Le veto de la municipalité concernant l’installation d’une patinoire provisoire à l’Allianz Riviera, conjugué à l’impossibilité de trouver une alternative pour le hockey masculin, a contraint les organisateurs à rebasculer ces disciplines sur le site lyonnais.

Réaction du maire Eric Ciotti

Dans un communiqué, le maire – également président de la métropole et vice‑président du conseil départemental chargé des finances – a dénoncé un appareil « guidé par des lobbies privés », insinuant que la décision punirait les Niçois pour leurs votes aux dernières élections.
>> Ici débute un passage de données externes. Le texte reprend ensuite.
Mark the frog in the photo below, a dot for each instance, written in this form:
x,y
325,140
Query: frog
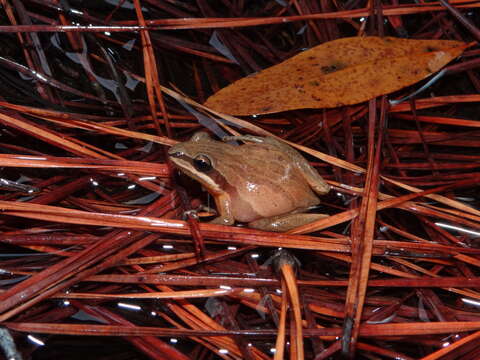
x,y
264,182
Il a exigé l’instauration d’une commission d’enquête parlementaire dans les prochains mois afin de vérifier que les choix faits ne soient pas dictés par des intérêts particuliers.

Conséquences financières et perspectives locales

Ciotti a rappelé que les 140 millions d’euros prévus pour les JO 2030 au profit de Nice seront redirigés vers des équipements sportifs durables, utilisables quotidiennement par les clubs amateurs et les jeunes générations.

L’opposition, représentée par Juliette Chesnel‑Le Roux (PS‑PCF‑Verts), a qualifié le projet d’« absurdité écologique », soulignant que Lyon dispose déjà des infrastructures nécessaires, ce qui limiterait les dépenses.

De son côté, les proches de l’ancien maire Christian Estrosi, dont l’ancien premier adjoint Anthony Borré, ont dénoncé sur les réseaux sociaux ce qu’ils appellent « gâchis historique » et ont pointé du doigt le soi‑disant « dogmatisme » de Ciotti.

En résumé, le différend a transformé un projet olympique en débat sur la gestion des finances publiques et la gouvernance locale.